# Advice on new tools



## Dubyeh (Mar 4, 2012)

Hello,

New to the forum here. I've been working as a apprentice for 2 and a half years now, done a couple years now of school. I started out in the housing and now I switched into a larger commercial company. That's my background so far, I also live in British Columbia, Canada. EH 

The journeyman I currently work with the most is one of those that like to bring one tool at a time into the job site, and makes a whirlwind of a mess of his work space. But in the end he does very clean work and makes a effort to do things correctly. 
I bring my bag of all the tools I have/need into the site in one trip, and he LOVES to use my tools and leave them all over the place and damage the tools I have using them the wrong way.

Anyways. I'm interested in what other people use for their hand tools that they bring into each job, not so much interested in cordless power tools.

I want to spend about 500$ and upgrade majority of my hand tools, just looking to see what other people use for brands on tools?

I'm looking for the best quality tools I can find. Looking for a full screwdriver set, Allen keys, tin snips, and really anything else anyone would like to mention.

Thanks in advance.


----------



## justin (May 14, 2010)

Dubyeh said:


> Hello,
> 
> New to the forum here. I've been working as a apprentice for 2 and a half years now, done a couple years now of school. I started out in the housing and now I switched into a larger commercial company. That's my background so far, I also live in British Columbia, Canada. EH
> 
> ...


Black and decker ,


----------



## Dubyeh (Mar 4, 2012)

Oh, just wanted to mention that I just purchased one of those Veto XL top closing bags, and I need to fill it up. That's what I'm working with, let me see what you have in your bags for ideas on what to buy also!


----------



## MarkToo (Dec 17, 2011)

Dubyeh said:


> Oh, just wanted to mention that I just purchased one of those Veto XL top closing bags, and I need to fill it up. That's what I'm working with, let me see what you have in your bags for ideas on what to buy also!

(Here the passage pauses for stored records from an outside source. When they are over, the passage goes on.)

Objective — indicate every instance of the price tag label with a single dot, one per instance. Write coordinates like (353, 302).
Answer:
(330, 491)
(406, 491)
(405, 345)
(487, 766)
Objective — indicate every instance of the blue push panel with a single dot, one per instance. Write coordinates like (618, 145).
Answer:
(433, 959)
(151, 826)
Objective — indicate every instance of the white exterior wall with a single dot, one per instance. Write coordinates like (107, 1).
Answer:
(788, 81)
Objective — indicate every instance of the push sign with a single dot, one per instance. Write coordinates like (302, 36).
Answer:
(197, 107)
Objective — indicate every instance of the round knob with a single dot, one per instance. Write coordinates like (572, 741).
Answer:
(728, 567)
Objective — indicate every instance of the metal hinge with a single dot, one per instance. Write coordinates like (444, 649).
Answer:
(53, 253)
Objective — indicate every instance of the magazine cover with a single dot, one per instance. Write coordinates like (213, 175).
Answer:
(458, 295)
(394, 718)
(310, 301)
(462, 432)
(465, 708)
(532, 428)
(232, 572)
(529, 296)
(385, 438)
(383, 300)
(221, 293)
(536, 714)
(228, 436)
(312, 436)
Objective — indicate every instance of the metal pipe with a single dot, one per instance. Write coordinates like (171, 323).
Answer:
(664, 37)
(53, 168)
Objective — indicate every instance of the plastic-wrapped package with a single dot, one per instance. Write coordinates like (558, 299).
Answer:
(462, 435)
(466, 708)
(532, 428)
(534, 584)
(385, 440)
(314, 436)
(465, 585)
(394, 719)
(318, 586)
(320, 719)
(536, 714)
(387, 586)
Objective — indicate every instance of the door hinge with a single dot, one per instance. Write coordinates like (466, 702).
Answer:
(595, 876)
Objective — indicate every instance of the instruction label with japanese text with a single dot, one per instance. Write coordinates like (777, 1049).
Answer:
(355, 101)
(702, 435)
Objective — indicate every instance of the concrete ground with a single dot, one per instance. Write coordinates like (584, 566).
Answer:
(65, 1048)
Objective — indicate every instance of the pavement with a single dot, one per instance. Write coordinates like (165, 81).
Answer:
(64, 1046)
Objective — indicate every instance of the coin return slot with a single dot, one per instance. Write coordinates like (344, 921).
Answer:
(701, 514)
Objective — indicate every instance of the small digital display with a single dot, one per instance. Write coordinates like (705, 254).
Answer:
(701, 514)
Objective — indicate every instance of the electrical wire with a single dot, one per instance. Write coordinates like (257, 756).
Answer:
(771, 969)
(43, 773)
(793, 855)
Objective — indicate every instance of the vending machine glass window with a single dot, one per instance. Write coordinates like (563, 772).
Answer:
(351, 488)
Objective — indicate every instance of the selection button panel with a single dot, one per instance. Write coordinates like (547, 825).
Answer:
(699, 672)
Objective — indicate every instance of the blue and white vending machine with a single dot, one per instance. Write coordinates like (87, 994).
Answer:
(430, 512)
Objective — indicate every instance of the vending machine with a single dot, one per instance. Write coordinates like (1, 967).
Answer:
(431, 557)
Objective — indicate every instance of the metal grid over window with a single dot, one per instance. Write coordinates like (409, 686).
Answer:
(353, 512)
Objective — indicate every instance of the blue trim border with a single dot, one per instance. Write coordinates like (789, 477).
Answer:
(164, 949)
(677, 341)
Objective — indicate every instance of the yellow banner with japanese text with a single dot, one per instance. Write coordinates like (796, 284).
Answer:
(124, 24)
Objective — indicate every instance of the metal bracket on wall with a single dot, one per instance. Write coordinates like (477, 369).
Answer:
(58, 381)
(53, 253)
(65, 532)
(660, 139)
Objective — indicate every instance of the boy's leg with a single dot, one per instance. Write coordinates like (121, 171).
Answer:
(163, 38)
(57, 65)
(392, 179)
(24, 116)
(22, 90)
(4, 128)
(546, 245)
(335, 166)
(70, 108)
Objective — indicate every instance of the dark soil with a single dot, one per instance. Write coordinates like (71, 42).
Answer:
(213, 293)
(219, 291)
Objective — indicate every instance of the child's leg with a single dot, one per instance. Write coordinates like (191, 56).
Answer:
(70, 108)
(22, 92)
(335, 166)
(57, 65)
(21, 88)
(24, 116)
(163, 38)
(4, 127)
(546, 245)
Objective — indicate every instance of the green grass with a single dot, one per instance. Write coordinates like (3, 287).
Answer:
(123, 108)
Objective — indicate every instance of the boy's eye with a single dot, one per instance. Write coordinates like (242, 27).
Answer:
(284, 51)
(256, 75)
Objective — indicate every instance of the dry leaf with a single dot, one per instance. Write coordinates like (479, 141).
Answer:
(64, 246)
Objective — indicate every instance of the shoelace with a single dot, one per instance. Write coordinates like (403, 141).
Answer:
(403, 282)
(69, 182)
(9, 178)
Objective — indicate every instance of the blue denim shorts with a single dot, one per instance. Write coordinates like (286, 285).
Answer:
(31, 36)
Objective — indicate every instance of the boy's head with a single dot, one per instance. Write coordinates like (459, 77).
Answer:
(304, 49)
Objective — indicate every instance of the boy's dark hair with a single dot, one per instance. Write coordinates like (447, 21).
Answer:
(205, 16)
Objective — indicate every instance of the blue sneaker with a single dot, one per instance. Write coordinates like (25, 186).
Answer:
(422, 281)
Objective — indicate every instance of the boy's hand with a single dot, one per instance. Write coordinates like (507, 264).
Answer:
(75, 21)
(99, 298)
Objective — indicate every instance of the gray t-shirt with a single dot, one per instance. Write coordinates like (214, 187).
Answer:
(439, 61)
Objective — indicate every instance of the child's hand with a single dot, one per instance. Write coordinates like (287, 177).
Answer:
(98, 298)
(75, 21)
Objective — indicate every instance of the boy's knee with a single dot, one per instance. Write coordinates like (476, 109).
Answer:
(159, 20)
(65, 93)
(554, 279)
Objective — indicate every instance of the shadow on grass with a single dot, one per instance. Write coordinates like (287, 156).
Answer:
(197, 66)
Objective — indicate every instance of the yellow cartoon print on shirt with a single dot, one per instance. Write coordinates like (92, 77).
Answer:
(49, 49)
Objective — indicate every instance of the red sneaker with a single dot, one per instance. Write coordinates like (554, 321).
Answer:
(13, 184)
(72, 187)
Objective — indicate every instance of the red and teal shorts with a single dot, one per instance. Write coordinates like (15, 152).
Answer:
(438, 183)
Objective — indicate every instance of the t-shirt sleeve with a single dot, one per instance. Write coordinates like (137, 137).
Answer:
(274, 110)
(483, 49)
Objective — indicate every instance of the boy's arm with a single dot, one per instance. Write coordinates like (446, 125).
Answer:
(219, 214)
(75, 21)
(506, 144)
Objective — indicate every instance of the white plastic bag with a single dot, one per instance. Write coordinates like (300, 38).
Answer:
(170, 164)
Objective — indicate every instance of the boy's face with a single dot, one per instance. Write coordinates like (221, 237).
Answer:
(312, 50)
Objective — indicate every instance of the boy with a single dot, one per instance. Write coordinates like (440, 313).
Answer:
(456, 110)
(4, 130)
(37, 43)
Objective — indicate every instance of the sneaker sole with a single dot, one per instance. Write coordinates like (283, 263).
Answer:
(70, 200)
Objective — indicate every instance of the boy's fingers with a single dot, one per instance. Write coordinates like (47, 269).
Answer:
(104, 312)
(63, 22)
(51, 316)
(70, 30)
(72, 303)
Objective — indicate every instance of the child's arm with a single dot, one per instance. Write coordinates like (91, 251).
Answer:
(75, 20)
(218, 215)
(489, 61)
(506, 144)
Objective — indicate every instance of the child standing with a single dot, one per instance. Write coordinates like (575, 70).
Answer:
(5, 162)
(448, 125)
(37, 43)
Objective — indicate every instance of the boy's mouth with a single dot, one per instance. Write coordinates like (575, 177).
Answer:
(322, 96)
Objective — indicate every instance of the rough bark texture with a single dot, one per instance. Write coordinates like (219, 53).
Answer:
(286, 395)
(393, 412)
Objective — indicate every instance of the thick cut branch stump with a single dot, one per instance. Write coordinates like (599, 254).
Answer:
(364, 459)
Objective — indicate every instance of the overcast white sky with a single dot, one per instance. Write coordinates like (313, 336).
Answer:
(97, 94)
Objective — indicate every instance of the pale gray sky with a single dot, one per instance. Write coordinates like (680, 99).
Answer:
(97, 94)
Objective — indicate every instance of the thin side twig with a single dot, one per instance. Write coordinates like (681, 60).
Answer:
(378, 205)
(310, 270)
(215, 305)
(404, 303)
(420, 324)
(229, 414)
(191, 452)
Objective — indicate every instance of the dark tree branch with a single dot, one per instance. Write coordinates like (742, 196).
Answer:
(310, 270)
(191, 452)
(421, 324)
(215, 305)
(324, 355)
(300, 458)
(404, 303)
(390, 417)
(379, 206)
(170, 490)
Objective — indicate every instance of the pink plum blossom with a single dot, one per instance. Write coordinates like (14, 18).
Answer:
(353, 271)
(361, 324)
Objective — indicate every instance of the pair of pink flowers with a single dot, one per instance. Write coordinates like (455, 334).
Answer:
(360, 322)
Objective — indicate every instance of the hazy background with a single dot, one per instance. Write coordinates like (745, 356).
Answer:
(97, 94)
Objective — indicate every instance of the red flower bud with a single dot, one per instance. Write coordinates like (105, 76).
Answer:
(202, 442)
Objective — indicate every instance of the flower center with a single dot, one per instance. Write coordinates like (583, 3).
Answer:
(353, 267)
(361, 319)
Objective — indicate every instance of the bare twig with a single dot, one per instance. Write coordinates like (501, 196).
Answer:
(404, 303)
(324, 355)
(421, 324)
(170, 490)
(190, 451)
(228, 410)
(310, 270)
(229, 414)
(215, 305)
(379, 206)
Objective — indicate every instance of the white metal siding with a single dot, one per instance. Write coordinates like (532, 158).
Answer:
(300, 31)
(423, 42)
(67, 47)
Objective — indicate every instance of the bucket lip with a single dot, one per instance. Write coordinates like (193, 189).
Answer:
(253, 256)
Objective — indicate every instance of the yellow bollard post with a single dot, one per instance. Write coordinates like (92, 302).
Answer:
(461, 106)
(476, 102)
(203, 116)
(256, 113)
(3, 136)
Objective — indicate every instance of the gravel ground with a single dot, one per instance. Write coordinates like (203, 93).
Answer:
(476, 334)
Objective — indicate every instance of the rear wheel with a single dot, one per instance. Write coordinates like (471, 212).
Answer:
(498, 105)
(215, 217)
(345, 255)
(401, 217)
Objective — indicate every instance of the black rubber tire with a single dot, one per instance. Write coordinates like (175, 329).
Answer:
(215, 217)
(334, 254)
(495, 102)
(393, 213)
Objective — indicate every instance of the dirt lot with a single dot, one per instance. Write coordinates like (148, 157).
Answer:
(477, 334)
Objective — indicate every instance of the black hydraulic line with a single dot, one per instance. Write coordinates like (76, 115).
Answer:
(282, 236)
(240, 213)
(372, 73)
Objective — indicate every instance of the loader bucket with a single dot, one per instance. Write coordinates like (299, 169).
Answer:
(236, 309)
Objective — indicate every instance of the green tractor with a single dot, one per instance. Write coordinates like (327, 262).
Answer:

A pair of pump pliers and a flashlight.

Not sure what else you'd need.


----------



## Mississippiplum (Sep 30, 2011)

A coat hanger

Roll of ductape

Pair of vice-grips

sent from the jobsite porta-potty


----------



## Tommy plumber (Feb 19, 2010)

Dubyeh said:


> Oh, just wanted to mention that I just purchased one of those Veto XL top closing bags, and I need to fill it up. That's what I'm working with, let me see what you have in your bags for ideas on what to buy also!


 






Hey W, it's customary for new bees to post us an intro; years in the trade, licenses held (or tickets if you're Canadian), etc.


----------



## Dubyeh (Mar 4, 2012)

Tommy plumber said:


> Hey W, it's customary for new bees to post us an intro; years in the trade, licenses held (or tickets if you're Canadian), etc.


I did mention in the OP. But, 2.5 years now in the trade as a 3rd year apprentice. Working to get my Journeyman Ticket as well as my b gas ticket.


----------



## revenge (Jun 30, 2011)

you say you are an apprentice, so the best thing is not buy any thing expensive since you not useing them any ways right. Also if you do buy new tools spray paint them pink so no one will still them.


----------



## Dubyeh (Mar 4, 2012)

Yes, I am a apprentice. What good is that going to do me not to upgrade my tools? I don't see the logic behind that.


----------



## revenge (Jun 30, 2011)

are you using them most or is your plumber you stated that your plumber uses them breaks them and leaves them all over the place right so it a no brainer. i am just schooling you on something no one told me if you are more active in the trade and the plumber sets you free and you workin alone then ya invest but till then wait or you will be spending double


----------



## Dubyeh (Mar 4, 2012)

Yes I totally agree with you. I work alone alot of the time, and just made it sound alot worse than it really is about the journeyman i work with. 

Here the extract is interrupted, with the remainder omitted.